The Power of Guard

Here’s a guard statement with many different kinds of features by Benedikt Terhechte:

guard let messageids = overview.headers["message-id"],
    messageid = messageids.first,
    case .MessageId(_, let msgid) = messageid
    where msgid == self.originalMessageID
    else { return print("Unknown Message-ID:", overview) }

I love guard statements. It helps make code much more readable and keep methods un-intended.

I feel less amorous about guard-case and if-case matching, though:

if case .Fruit = foodType { ... }

This reads an awful lot like Yoda conditions where you place the constant portion on the left side. This isn’t even a typical boolean test (which would use the equality operator ==) but a failable assignment (=). I can force myself to read and write it this way, but it always feels backward to me. It took me quite a while to memorize this, which I found surprising, as it was comparatively easy to learn Swift in the first place.
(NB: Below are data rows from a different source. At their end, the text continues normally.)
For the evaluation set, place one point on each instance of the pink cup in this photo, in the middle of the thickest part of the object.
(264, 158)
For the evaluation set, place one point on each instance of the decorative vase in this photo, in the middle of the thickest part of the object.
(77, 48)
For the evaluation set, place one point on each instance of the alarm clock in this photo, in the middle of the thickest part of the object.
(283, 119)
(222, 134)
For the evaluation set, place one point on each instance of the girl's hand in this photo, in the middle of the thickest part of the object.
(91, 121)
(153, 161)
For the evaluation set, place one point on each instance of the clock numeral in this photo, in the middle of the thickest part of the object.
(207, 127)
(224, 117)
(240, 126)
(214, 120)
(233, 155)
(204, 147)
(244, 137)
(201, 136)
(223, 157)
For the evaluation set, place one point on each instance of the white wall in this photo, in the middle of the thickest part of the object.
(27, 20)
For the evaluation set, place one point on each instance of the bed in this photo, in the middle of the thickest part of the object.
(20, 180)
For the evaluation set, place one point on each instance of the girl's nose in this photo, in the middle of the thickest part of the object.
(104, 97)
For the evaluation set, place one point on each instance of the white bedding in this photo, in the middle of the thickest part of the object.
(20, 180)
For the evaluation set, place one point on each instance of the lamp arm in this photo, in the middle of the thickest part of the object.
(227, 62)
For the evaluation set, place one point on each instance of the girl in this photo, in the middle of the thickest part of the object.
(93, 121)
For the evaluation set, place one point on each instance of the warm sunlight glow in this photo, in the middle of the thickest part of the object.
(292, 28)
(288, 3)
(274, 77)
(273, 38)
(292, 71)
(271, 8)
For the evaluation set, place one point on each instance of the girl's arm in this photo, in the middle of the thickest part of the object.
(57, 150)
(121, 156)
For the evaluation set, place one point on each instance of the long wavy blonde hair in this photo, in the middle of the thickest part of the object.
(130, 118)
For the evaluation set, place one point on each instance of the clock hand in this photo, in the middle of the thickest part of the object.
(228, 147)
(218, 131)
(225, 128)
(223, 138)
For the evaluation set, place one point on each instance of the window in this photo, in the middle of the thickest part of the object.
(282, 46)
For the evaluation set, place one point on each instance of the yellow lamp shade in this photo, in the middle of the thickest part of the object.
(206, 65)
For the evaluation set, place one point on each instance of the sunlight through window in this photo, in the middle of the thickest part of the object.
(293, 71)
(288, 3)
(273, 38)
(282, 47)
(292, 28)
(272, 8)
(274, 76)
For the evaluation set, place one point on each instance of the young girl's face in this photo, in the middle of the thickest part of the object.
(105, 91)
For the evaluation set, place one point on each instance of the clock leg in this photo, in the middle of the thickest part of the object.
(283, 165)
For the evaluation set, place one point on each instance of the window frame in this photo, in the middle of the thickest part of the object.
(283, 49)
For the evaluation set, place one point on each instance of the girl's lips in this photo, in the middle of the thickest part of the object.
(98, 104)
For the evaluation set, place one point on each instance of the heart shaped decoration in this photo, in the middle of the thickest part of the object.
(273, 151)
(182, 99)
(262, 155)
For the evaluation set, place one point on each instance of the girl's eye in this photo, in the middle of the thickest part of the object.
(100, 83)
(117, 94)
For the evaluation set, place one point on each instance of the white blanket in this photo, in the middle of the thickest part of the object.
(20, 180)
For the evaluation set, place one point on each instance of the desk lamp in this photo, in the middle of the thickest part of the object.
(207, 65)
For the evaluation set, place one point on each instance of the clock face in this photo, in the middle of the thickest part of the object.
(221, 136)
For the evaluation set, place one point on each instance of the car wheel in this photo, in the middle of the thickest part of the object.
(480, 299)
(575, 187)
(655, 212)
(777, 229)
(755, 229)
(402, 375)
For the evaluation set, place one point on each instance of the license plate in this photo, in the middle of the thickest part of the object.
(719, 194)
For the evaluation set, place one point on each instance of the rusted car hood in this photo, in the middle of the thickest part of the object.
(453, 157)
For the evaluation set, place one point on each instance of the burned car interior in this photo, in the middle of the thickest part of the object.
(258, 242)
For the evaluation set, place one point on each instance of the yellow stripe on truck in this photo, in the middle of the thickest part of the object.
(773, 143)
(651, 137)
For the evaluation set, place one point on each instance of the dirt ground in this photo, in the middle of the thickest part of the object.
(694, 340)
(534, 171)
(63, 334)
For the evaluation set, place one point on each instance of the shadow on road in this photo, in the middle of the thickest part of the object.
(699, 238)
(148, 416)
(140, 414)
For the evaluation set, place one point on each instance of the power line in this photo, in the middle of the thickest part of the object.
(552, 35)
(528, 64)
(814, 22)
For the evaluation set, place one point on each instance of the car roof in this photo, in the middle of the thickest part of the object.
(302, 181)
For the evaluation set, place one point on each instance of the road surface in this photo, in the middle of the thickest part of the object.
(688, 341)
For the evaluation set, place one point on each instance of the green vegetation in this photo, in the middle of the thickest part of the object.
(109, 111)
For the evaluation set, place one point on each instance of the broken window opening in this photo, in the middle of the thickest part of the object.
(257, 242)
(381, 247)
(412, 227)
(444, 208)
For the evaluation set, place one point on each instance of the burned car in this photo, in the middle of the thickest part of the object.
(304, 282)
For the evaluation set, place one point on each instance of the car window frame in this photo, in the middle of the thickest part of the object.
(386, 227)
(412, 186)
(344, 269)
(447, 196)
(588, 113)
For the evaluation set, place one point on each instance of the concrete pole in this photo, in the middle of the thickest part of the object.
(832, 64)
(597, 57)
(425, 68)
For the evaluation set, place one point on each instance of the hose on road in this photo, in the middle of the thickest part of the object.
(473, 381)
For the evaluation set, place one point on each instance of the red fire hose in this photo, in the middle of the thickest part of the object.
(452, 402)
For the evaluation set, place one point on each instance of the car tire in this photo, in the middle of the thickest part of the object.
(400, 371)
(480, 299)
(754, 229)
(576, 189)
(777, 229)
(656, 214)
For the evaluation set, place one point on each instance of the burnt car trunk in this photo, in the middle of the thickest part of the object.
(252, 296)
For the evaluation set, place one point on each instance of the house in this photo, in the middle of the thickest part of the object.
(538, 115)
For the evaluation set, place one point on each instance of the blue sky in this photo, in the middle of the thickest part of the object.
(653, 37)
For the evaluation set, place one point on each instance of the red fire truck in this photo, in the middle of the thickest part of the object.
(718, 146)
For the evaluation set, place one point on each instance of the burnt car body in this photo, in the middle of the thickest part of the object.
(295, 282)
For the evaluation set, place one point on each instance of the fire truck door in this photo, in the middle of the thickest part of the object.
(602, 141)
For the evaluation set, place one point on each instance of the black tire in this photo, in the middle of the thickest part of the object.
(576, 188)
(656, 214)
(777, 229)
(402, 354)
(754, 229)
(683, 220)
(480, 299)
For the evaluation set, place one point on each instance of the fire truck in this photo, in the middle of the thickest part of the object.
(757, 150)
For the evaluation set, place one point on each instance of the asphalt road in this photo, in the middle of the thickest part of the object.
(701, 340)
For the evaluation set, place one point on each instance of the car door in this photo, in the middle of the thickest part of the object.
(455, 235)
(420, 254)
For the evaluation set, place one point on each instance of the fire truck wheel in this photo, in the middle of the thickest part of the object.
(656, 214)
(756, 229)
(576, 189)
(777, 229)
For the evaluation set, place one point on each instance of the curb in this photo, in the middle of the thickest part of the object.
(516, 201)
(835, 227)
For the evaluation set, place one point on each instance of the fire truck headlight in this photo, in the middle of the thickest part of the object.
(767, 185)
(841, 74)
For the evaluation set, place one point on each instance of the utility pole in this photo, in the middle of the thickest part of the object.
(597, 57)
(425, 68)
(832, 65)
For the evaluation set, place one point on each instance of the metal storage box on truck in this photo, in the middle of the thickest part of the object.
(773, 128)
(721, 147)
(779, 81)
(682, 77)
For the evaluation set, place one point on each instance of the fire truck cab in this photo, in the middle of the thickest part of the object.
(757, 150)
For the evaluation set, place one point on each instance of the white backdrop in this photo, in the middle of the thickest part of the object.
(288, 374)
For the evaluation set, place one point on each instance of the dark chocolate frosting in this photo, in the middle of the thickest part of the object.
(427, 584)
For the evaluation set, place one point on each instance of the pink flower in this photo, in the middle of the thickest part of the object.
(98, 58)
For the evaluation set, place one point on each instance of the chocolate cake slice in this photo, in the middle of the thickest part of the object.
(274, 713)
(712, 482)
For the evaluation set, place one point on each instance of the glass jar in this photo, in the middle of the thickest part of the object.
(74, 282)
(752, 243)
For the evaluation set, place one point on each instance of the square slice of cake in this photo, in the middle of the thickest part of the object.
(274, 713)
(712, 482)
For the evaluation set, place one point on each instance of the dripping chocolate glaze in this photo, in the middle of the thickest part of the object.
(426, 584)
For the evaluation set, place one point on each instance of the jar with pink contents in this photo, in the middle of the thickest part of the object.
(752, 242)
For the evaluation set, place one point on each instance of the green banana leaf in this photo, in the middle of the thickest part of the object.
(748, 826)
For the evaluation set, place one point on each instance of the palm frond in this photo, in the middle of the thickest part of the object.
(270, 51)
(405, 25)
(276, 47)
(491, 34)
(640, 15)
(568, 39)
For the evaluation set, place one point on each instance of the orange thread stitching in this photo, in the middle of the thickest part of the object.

Apart from the guard-case portion, the example contains your standard guard-let unwrapping. The else clause is special though, and I didn’t know this would work:

guard someCondition else { return print("a problem") }

When the function is of return type Void, you can return a call to another void function. This is shorter than splitting these two instructions on two lines, but it’s too clever for every reader to understand. print("a problem"); return is just as compact, as Terhechte points out.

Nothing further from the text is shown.